2 Comments
Dec 31, 2021·edited Jan 1, 2022

I'd slightly amend Balk's law: everything I hate about the internet is actually everything I hate about *some* people, namely money-grubbers like the ones who dominate Greater (but not great) Silicon Valley and the grifters and trolls they enable.

"... and some of the people are even good, yet the overall effect is something else.": As I believe you realize (e.g., you wrote about it here in September), that's largely because the whole thing is controlled by deeply obnoxious people like Zuck who don't care about our enjoyment, merely our "engagement", because that's how they get truckloads of money from the marketers who are their customers. Your lobbing tweets at dumb online fights is great, as far as Jack (or whoever's running Twitter these days) is concerned, because it means you're "engaged", seeing ads (or "sponsored tweets"), and doing things that tell the "algorithm" still more about yourself and thereby help it steer you toward still more dumb fights. Make no mistake, Zuck, Jack, and their bros and the fat cats who back them are the primary problem here. Concern trolls like Hamid couldn't exist without the fundamentally sociopathic attitudes that shape the platforms they use.

"In some very real sense, he only exists to me as a source of a certain kind of irritating opinion.": Hence my motto: block early and often! (If you use troll-infested platforms like Twitter at all, which I don't anymore.)

"What are any of these weird little scolds talking about except themselves?": Nothing. As John Herrman remarked, "Who tweets? Brands, and people who believe themselves to be brands." I think that's a good approximation.
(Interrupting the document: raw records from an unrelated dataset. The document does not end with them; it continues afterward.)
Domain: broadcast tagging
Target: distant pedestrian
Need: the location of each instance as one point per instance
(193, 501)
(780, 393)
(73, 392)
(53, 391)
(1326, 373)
Oddly enough, I'm mildly optimistic that things are going to get better soon-ish. I've been watching this situation closely for many years now. Greater Silicon Valley mostly doesn't get it yet, but they have well and truly screwed the pooch. A solid majority of the public, in the USA and elsewhere, no longer trusts them, to anywhere near the extent they did ten years ago. And most people never did want the internet Zuck, Jack, et al. have given them. I expect we're going to see more and more alternatives spring up and get embraced by enough people to sustain them. (E.g., Substack probably qualifies.) No one of them will bestride the narrow world like a Colossus, but they won't need to in order to prosper.

Expand full comment

If the internet is people and hell is people (Sartre), then is all or only some of the internet hell?